In [3]:
import random
from jinja2 import Environment, Template, meta
import sys
from itertools import product
from datasets import load_dataset
import polars as pl


In [None]:
from huggingface_hub import notebook_login

notebook_login()

In [4]:
df = pl.read_csv('data/exp_6/wiki_movie_plots_deduped.csv').with_columns([
    pl.col('Plot').alias('original_text'),
]).select(
    pl.col('original_text').shuffle(seed=6541)
)

In [5]:
df = df[:20]
df

original_text
str
"""The Lion Has W…"
"""San Francisco …"
"""As described i…"
"""Rashad is a te…"
"""Mary Kirk Loga…"
…
"""Mr. Tucker (Pl…"
"""During the Pro…"
"""He Dashang (Wu…"
"""Kavitha (Sujat…"


In [6]:
# built from `https://www.kaggle.com/datasets/ilanmeissonnier/chatgpt-rewrite-promts/data` & `https://www.kaggle.com/datasets/richolson/600-gpt4-re-write-prompts`

prompts_df = pl.read_csv('./data/exp_6/prompts/prompts.csv').select(
    pl.col('rewrite_prompt').alias('prompt')
).extend(
    pl.read_csv('./data/exp_6/prompts/gpt4_prompts.csv')
).extend(
    pl.read_csv('./data/3rd_party_ds/rewritten_texts_csv_v3.csv', ignore_errors=True).select('prompt').unique()
)

prompts = prompts_df['prompt'].unique().to_list()

In [7]:
import ray


prompt_ds = []

idx = 0
for row in df.iter_rows(named=True):
    prompt_ds.append({
        'original_text': row['original_text'],
        'prompt': prompts[idx], 
        'input': f'''<start_of_turn>user
{prompts[idx]}: """{row["original_text"]}"""<end_of_turn>
<start_of_turn>model
'''
    })
    idx = idx + 1 if idx < (len(prompts)-1) else 0
    
    
# prompt_set

ds = ray.data.from_items(prompt_ds)

Usage stats collection is enabled by default for nightly wheels. To disable this, run the following command: `ray disable-usage-stats` before starting Ray.
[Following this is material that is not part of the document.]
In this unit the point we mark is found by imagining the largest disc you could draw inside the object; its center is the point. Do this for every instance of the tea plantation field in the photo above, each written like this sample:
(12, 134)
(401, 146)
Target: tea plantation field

See https://docs.ray.io/en/master/cluster/usage-stats.html for more details.


2024-04-05 23:12:51,974	INFO worker.py:1752 -- Started a local Ray instance.


In [8]:
from vllm import LLM, SamplingParams
from typing import Dict
import numpy as np

In [9]:
# Create a sampling params object.
sampling_params = SamplingParams(max_tokens=200)


# Create a class to do batch inference.
class LLMPredictor:

    def __init__(self):
        # Create an LLM.
        self.llm = LLM(
            model="google/gemma-7b-it",
            gpu_memory_utilization=0.95,
            max_model_len=1500,    
        )

    def __call__(self, batch: Dict[str, np.ndarray]) -> Dict[str, list]:
        # Generate texts from the prompts.
        # The output is a list of RequestOutput objects that contain the prompt,
        # generated text, and other information.
        # prompt = f'{batch["prompt"]}: {batch["original_text"]}'
        # batch["generated_text"] = f'{batch["prompt"]}: {batch["original_text"]}' # self.llm.generate(prompt, sampling_params)
        # print(batch)
        outputs = self.llm.generate(batch["input"], sampling_params)
        generated_text = []
        for output in outputs:
            generated_text.append(' '.join([o.text for o in output.outputs]))
        batch["generated_text"] = generated_text
        # batch["generated_text"] = [output[0]["generated_text"] for output in outputs]
        # prompt = []
        # generated_text = []
        # for output in outputs:
        #     prompt.append(output.prompt)
        #     generated_text.append(' '.join([o.text for o in output.outputs]))
        # return {
        #     "original_text": batch["original_text"],
        #     "rewrite_prompt": batch["prompt"],
        #     "generated_text": None,
        # }
        return batch

ds = ds.map_batches(
    LLMPredictor,
    # Set the concurrency to the number of LLM instances.
    concurrency=2,
    # Specify the number of GPUs required per LLM instance.
    # NOTE: Do NOT set `num_gpus` when using vLLM with tensor-parallelism
    # (i.e., `tensor_parallel_size`).
    num_gpus=1,
    # Specify the batch size for inference.
    batch_size=4,
)

In [10]:
ds.write_parquet("./data/exp_test/train_data/")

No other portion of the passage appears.